There are really two categories of psychological impact a building has: its style, and for lack of a better word, its comfort.   To use an analogy from clothing, style is about how you feel when you dress up (or not) and go out, while comfort is more like pajamas.  Its the later topic that is covered here; a discussion on style is here.

The Concepts1

  1. People are drawn to the sun.  Its why people flock to warm climates in winter.  Except in the hottest weather, people then gravitate to the shade.  Even when they don't want to be in the sun they want to be near it or at least have access to it (again, except when it so hot you feel like you need to hide).
  2. People are drawn to light, but not too much light.   Dark corners and hallways aren't generally appealing, but neither are rooms that are so bright people have to squint.  Light tends to be associated with activity and dark with quiet or sleep because our bodies are designed that way.  People, when entering a new space will naturally move to the light and avoid the dark, hence a dark space can act as a psychological barrier.
  3. People prefer natural light to electric light, but at night they by far prefer the warm color associated with incandescent light over any bulb that produces "daylight" color.  How much of this is innate, and how much is cultural is unclear.  What is clear is that warm light is the color of fire, and people like to look a fire.  Additionally the light from bulbs radiates from a point, while sunlight washes the room more uniformly, but even if bulb reproduced sunlight exactly, its not clear that it would be appealing: its still dark out, and in our minds we know that.3
  4.  People like to look at nature.  Most people find nature peaceful, and appear to be just as happy looking at a manicured backyard as they do into the woods.  The key is green and serene.
  5. People will gravitate to any location where they can observe others moving about the area, but are not themselves in a place they feel on stage.  The edge of a field is more comfortable than the middle, but not just any edge, but one where the field is generally visible.  Most people will prefer a location where their back does not feel vulnerable exposed.  By placing a sizeable object in the middle of an area (a large room, an outdoor space etc) the middle can become more like an edge, and people will then gravitate toward it.
  6. Ceiling height affects the sense of psychological space as well as the sense of feeling protected; room size also matters. People sense ceiling height in terms of their own height. A low ceiling, particularly one that is low enough a person can touch it evokes a sense of protection, although lower than that can be claustrophobic.  A very tall ceiling increases the feeling of psychological distance: this is why a person sitting three feet away in a tall ceiling train station feels further than one sitting 3 feet away in an airport2.
  7. People do not like to linger in a place where others will pass by in very close proximity, but rather prefer to hang back at least a few feet.
  8. People need quiet time, but don't like feeling isolated.  While this sounds contradictory, it really isn't.  Its why consultants, freelance writers etc spend much of their day in coffee shops.  When people choose to be alone, they don't necessary want to feel alone.  Extroverts, by nature need far less quiet time than introverts.
  9. Stairs, doorways, and hallways act as psychological barriers, especially when they are darker than the surrounding space. Occupied rooms can also be barriers, as in the odd awkward case where you have to walk thru one bedroom to get to another.
  10. People do not want to be seen coming in and out of bathrooms, most particularly guests.  Bathroom activities are intensely private for most people, and so the only people they are comfortable making aware of them are close family members.
  11. People gravitate toward kitchens, particularly if there is activity in the kitchen.  This is especially relevant for guests: if you want them out of the kitchen you need to design for that.
  12. People like it to be obvious what is expected of them, in terms of what spaces they can go in to.

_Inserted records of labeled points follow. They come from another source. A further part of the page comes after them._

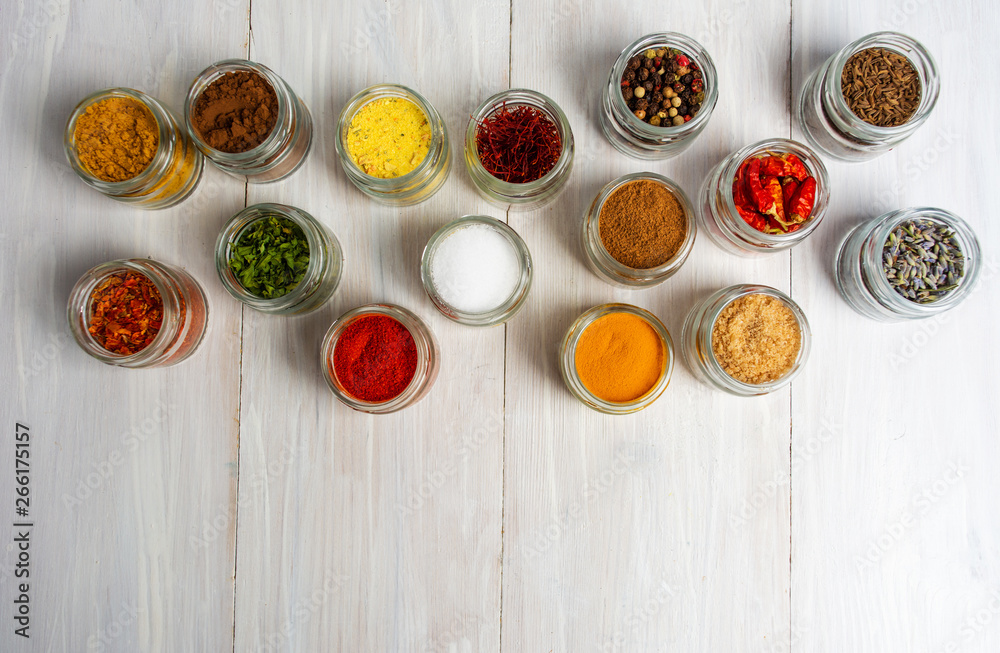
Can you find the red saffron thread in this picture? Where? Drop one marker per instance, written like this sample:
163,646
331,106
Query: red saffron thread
375,358
518,145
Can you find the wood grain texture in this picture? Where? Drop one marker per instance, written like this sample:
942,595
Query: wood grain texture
895,540
128,466
234,504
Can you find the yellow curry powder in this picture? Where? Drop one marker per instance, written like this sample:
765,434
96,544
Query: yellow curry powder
388,137
619,357
116,138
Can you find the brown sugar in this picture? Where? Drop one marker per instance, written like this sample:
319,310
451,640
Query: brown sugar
756,339
642,224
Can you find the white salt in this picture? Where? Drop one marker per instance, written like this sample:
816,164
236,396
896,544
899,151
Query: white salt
475,269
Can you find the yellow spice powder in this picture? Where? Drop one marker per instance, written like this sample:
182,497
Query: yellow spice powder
116,139
388,137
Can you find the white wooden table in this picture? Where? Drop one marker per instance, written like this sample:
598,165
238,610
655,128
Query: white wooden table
231,503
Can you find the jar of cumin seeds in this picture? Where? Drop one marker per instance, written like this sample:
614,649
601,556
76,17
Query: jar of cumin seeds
285,146
168,178
862,279
834,129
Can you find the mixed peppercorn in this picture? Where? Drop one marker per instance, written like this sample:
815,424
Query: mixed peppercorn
774,193
663,87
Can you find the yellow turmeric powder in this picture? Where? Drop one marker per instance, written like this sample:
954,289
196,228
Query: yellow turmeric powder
116,139
619,357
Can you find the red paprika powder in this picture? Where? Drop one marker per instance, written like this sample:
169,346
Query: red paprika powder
375,358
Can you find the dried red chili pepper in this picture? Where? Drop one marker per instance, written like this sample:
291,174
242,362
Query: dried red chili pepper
802,201
126,313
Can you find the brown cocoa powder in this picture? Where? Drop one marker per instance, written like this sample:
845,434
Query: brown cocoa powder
642,224
236,112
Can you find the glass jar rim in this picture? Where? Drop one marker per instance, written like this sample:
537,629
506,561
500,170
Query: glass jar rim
568,362
511,304
878,233
901,44
377,92
425,350
521,97
674,188
85,291
814,165
690,48
243,220
160,159
718,301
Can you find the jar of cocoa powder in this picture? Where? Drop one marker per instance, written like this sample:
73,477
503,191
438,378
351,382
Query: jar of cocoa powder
248,121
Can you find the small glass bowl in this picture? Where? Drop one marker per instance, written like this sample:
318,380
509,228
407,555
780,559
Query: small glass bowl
863,284
696,341
169,178
567,359
427,358
421,182
606,266
533,194
511,305
185,314
638,139
284,149
723,223
326,261
829,124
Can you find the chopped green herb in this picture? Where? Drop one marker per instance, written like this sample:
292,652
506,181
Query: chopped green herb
271,257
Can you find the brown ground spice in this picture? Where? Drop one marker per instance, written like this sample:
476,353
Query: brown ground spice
236,112
642,224
756,339
116,139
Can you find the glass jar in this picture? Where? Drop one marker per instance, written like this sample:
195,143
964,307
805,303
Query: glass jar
421,182
635,138
829,124
606,266
185,313
321,278
863,284
696,341
533,194
427,358
723,223
169,178
286,146
511,305
567,359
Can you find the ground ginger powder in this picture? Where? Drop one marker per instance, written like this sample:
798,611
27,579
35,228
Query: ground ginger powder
619,357
756,339
388,137
116,139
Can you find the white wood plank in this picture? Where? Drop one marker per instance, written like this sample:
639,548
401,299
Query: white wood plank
338,549
116,571
892,549
617,529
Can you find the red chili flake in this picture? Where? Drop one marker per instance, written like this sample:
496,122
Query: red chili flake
126,313
518,145
375,358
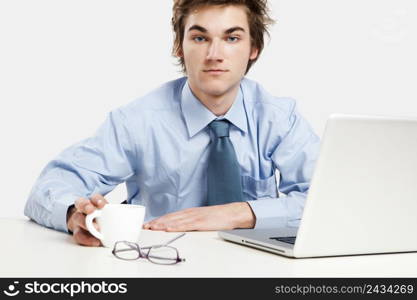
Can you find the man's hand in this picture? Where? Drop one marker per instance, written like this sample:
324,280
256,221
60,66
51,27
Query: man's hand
216,217
76,219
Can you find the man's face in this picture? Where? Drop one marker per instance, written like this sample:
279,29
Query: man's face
217,48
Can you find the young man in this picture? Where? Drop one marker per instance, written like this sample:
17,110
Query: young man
199,152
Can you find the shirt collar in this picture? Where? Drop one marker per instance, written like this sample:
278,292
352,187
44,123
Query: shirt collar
197,116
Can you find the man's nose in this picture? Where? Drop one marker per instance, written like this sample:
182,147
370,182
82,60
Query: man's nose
214,51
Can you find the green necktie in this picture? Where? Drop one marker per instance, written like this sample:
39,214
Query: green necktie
224,183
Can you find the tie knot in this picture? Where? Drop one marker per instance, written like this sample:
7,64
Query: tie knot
220,128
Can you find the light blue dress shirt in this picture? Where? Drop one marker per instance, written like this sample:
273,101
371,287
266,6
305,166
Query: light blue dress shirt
158,144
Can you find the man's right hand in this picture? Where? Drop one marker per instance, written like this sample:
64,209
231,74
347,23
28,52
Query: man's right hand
76,219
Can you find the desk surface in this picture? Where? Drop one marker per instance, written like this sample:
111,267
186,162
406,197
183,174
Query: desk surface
30,250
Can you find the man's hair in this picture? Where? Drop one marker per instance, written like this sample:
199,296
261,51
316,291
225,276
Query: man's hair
258,19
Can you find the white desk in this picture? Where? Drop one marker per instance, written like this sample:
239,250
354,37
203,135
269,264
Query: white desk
30,250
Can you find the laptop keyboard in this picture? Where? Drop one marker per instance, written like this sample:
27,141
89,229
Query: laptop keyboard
286,239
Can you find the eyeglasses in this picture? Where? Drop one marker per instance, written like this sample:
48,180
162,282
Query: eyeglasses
161,254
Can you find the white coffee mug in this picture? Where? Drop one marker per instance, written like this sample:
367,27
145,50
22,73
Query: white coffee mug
117,222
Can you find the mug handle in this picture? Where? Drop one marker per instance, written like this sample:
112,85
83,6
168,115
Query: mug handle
90,226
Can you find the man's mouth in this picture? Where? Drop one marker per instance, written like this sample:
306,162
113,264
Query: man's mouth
215,71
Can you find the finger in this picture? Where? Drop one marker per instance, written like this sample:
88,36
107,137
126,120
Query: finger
83,237
79,220
80,204
98,200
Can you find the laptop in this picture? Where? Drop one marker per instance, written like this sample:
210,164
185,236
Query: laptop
363,194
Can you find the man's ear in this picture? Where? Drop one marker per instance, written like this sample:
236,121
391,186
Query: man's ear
254,53
179,53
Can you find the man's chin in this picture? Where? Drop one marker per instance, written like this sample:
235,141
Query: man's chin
216,87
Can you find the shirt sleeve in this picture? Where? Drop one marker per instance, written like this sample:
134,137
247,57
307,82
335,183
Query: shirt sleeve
295,158
95,165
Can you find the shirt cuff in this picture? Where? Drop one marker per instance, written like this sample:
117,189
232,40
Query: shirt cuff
269,212
59,212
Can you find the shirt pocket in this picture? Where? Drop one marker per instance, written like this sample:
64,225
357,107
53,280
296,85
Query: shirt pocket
259,188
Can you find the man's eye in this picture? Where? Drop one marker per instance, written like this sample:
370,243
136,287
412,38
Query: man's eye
232,39
199,39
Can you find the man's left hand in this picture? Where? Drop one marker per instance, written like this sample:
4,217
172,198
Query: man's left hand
216,217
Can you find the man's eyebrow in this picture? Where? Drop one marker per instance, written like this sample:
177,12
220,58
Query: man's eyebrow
198,27
227,31
233,29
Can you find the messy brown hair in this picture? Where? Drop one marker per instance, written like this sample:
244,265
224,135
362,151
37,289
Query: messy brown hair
258,18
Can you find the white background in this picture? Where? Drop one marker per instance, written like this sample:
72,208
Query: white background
65,64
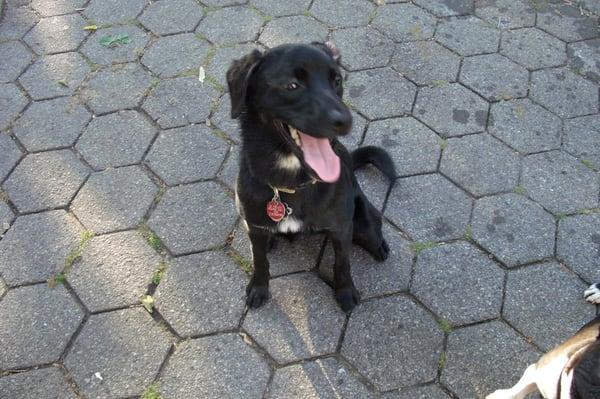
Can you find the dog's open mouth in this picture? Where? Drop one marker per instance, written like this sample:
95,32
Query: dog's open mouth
316,153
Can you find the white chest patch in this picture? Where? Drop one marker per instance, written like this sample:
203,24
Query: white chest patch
289,162
289,225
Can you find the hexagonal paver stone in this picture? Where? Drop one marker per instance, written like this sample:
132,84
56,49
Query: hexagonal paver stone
46,383
353,13
12,101
114,271
564,93
583,58
451,110
525,126
10,154
45,180
481,164
426,62
221,118
17,21
425,392
380,93
36,246
57,34
202,294
294,29
217,25
533,48
216,66
362,47
579,244
509,14
284,325
171,16
179,102
116,139
567,22
278,8
404,22
186,154
582,138
194,217
6,217
120,87
51,317
55,75
468,35
125,347
413,146
494,77
429,207
459,283
124,52
227,368
48,8
485,357
559,182
172,55
384,330
447,8
368,274
15,58
51,124
515,229
529,313
113,11
115,199
320,379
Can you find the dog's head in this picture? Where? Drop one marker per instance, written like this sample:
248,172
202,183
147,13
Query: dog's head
298,90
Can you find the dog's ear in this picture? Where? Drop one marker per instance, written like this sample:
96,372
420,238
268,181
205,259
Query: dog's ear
330,49
238,75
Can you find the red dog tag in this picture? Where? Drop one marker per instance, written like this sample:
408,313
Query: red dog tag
275,210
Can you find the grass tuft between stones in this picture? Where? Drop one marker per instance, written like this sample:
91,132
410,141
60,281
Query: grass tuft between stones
152,392
419,247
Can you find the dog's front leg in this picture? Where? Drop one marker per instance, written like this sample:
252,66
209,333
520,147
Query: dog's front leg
524,387
345,293
257,290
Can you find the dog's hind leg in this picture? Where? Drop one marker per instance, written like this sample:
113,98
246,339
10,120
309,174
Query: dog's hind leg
367,228
524,387
257,291
345,293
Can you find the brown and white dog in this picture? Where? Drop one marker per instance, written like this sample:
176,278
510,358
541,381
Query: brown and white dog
569,371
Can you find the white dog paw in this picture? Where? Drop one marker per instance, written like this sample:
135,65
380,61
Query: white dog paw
592,294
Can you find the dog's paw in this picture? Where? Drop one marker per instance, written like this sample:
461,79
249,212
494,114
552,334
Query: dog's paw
592,294
347,298
256,295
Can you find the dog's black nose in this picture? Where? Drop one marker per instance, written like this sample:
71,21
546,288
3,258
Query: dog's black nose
341,121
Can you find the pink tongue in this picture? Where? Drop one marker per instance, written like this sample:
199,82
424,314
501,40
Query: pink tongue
319,155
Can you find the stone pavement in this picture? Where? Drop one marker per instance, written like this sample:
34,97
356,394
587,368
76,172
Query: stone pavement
116,173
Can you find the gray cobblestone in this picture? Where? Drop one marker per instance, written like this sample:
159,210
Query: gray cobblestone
51,318
36,246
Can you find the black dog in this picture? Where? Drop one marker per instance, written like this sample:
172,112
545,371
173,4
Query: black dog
294,174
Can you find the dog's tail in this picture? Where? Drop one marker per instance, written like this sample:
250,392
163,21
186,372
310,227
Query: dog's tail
375,156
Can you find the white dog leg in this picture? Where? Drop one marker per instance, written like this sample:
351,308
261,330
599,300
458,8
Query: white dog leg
592,294
524,387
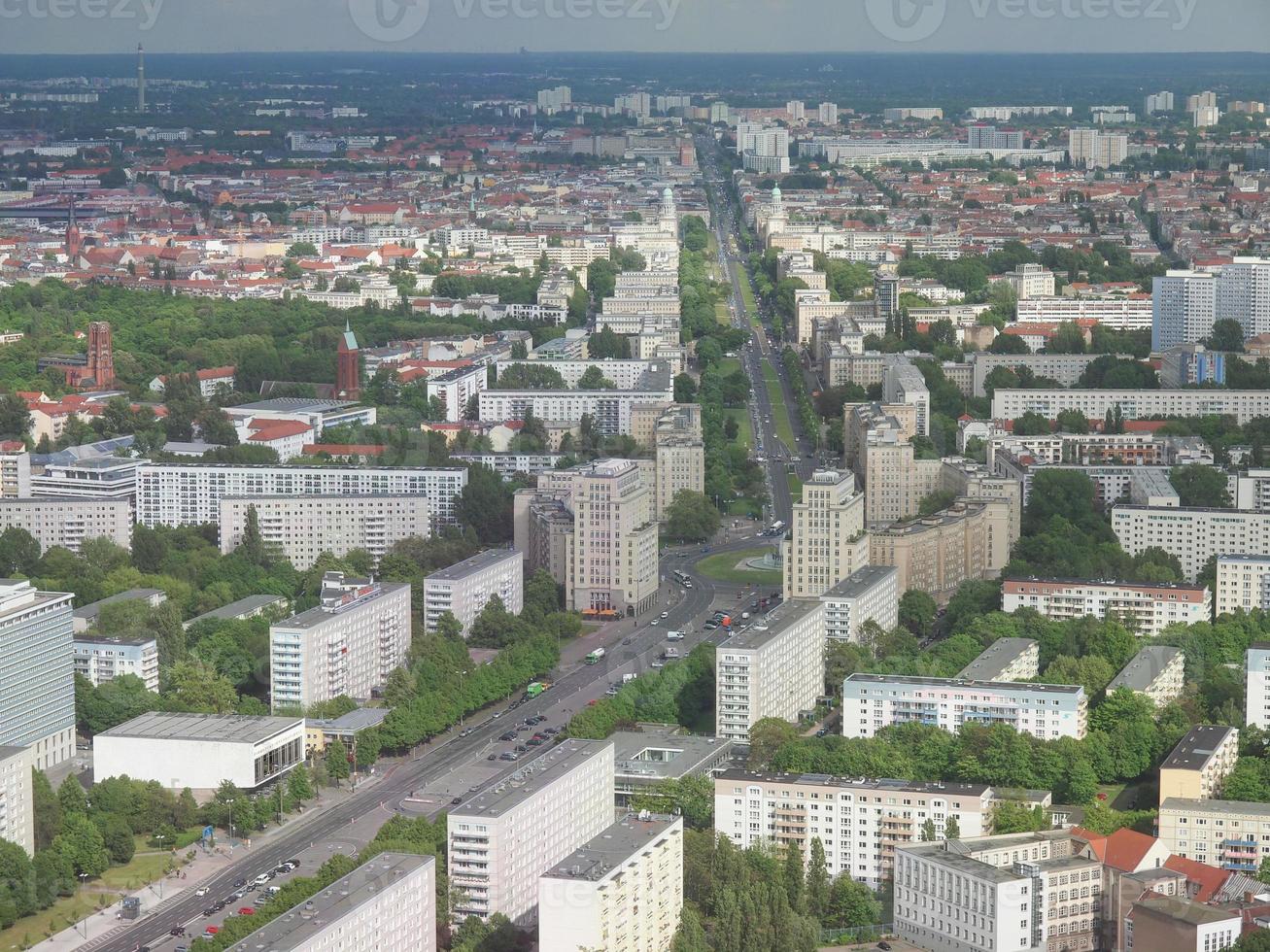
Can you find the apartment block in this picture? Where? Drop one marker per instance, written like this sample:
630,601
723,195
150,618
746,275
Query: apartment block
1157,670
869,595
463,588
936,554
774,667
37,671
1145,608
190,493
504,838
1200,762
389,904
860,822
827,539
1017,893
102,659
300,528
17,809
69,522
623,891
346,645
874,700
1005,659
1227,833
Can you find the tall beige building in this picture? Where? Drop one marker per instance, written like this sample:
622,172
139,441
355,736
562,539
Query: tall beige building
827,539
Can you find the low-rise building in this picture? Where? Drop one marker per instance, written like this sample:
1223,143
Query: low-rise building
465,588
860,822
1146,608
1157,670
199,750
774,667
623,891
874,700
1200,763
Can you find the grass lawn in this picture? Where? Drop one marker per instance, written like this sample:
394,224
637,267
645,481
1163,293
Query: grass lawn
64,913
723,567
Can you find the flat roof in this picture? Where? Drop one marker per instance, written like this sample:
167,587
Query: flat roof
1196,748
478,562
608,851
772,624
223,729
297,927
513,789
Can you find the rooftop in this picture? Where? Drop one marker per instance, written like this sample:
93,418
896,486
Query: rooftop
224,729
297,928
612,847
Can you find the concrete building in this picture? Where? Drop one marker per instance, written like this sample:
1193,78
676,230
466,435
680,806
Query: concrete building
463,588
300,528
37,673
389,904
774,667
346,645
1200,763
69,522
17,810
869,595
1005,659
874,700
1256,666
190,493
938,553
1145,608
199,750
1157,670
501,839
827,539
102,659
860,822
623,891
1192,534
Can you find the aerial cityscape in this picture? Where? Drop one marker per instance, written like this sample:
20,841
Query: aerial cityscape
635,476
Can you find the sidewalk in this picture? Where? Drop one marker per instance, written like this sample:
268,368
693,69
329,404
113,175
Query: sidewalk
205,866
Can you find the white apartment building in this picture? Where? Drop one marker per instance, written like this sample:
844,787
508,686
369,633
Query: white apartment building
102,659
623,891
300,528
37,673
69,522
1157,670
860,822
869,595
1256,673
827,539
1191,534
347,645
1244,405
874,700
504,838
1145,608
463,588
774,667
17,810
389,904
1005,659
1184,307
190,493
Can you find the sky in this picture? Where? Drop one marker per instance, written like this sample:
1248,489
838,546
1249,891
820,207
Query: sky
639,25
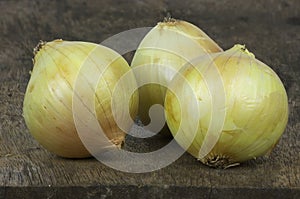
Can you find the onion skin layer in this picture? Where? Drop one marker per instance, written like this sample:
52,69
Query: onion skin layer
256,108
47,107
171,43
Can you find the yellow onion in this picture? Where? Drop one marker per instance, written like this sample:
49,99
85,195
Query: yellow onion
255,108
47,107
167,47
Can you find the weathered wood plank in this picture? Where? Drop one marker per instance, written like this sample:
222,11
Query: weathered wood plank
270,29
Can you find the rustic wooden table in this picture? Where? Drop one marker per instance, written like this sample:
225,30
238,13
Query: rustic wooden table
270,29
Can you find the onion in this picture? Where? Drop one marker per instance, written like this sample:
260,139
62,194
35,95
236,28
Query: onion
240,119
167,47
47,107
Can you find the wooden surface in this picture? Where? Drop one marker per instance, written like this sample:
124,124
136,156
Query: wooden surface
270,29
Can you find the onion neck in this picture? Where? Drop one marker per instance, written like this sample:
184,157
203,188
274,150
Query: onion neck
242,49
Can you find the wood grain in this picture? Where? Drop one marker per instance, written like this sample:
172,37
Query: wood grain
270,29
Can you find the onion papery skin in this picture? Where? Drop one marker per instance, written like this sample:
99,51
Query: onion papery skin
171,43
47,106
256,108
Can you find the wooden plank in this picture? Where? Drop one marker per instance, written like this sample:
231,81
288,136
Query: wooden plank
269,29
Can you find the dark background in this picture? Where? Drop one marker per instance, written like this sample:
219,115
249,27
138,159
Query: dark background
270,29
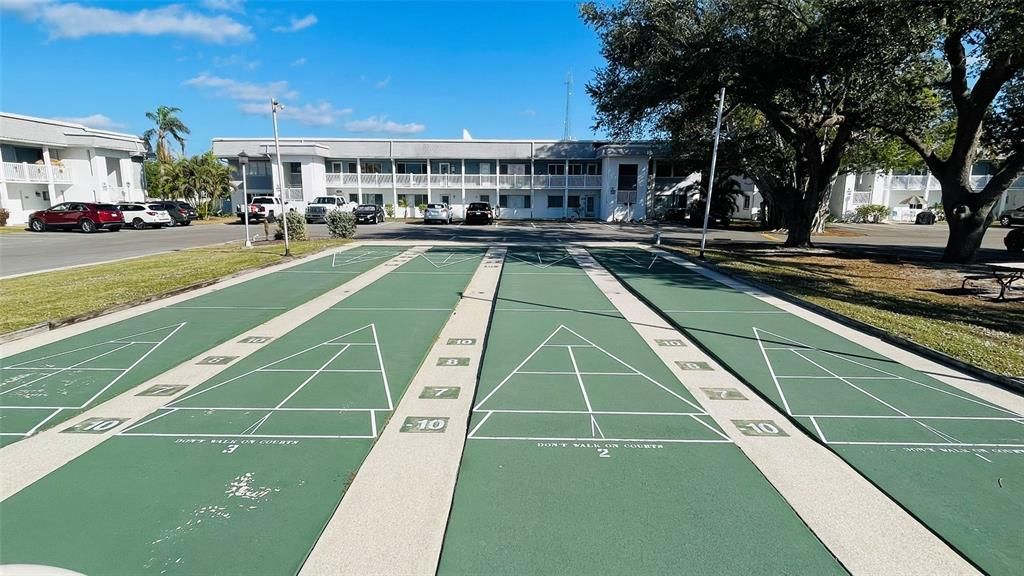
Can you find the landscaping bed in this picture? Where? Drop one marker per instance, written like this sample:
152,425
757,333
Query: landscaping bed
56,296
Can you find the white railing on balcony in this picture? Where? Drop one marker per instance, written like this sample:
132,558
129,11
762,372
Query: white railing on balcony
23,172
505,181
907,181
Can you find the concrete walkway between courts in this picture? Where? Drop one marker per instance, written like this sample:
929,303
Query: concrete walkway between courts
31,459
864,529
393,517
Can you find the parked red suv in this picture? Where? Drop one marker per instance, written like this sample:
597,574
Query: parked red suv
85,216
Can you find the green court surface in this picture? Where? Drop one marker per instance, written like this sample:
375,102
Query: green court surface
44,386
953,460
241,475
586,456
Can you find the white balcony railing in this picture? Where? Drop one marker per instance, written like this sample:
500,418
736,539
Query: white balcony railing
37,173
505,181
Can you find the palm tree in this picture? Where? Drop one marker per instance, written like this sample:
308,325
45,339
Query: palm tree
167,124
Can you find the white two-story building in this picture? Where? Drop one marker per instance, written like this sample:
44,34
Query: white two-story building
46,162
523,178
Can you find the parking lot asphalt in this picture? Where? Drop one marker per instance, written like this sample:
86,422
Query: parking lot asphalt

1: Most of these ideas can be found in Alexander, et al, "A Pattern Language", with a few adopted from other sources.  The presentation here is much simplified and organized somewhat differently.  Those interested should read the original--its a few hundred pages.

2: even the airport ceiling is likely ten feet high or more, as are virtually all commercial buildings, which is high enough.  The effect appears non-linear: the change from 8 feet to 12 feet seems as significant as the change from 12 to 20.

3: There is a lot of speculation in these statements, but I suspect the sales stats on light bulbs for residential applications is that warm out sells cool many times although was unable to find sales stats.  Note that in commercial settings, particularly retail, cooler colors are much more common.